普段から接触を嫌うリーダーが、そんなことをすれば誰だってビビる。先程辛辣な対応をして歩き去ろうとしていたサヨも目を剥いていた。

片一方の手を自分に当てているリーダーは、さっさと手を放し暖房をつけるべきか思案している。確かに、ヤスタカは扉に一番近いため外気に触れやすい。その気遣いにヤスタカは普段ならば、心打たれていた。

しかし、これは異常だ。


「リーダー、もしかして熱有ります…?」

「は?」

リーダーの動きが一瞬止まる。そのあと、思いっきりしかめた。

「お前失礼だな。」

サヨも軽蔑の眼差しを向けてくるがそうじゃない。確かに、このリーダーの優しさは稀ではあるが、そうじゃない。

「俺、熱って程じゃないけど今日体温高めですよ。」

サヨの顔がぐるんとリーダーの方へと切り替わる。大体リーダー今日若干目が潤んでいる。
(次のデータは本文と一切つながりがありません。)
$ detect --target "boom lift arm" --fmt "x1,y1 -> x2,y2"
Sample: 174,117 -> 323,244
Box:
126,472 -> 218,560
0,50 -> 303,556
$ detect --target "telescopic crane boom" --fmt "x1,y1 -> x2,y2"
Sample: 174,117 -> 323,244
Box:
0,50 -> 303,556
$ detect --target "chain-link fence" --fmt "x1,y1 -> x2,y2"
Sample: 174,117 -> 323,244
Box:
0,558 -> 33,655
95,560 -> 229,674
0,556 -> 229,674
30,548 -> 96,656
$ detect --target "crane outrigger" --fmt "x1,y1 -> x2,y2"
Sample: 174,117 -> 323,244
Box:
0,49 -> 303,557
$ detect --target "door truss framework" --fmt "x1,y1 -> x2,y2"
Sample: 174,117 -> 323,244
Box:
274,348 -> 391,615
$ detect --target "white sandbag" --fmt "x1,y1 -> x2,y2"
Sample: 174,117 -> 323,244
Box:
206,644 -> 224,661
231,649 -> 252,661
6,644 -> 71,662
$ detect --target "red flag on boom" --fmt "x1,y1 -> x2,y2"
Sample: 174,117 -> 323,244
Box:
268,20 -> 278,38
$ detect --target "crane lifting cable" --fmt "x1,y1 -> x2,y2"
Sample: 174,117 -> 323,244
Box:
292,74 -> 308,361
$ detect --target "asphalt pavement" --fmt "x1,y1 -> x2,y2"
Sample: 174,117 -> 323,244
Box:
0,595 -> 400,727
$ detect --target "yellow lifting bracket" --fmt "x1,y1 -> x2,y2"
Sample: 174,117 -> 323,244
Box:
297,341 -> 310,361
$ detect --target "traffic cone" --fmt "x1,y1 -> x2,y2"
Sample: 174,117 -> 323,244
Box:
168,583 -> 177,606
あと反応が少し遅い。

「…そんなわけ、」

「確保ーーーっ!」

否定しつつ、距離を置こうとリーダーが半歩下がる。つまりは、自覚あるってことだ。
リーダーの言動はここにいるトレーナー全員が注視する。つまり、サヨと俺だけでなく、残りの三人も加わって総出で捕まえに入った。いつもなら、それでも捕まらないことが、多い。
しかし、今回は一発だった。

「…大した熱じゃないんだけど。」

「万全にしたいだけなんで。」

仮眠室で休みましょうね、とニッコリ笑って返すと、不服な顔のまま大人しくテンに担がれていった。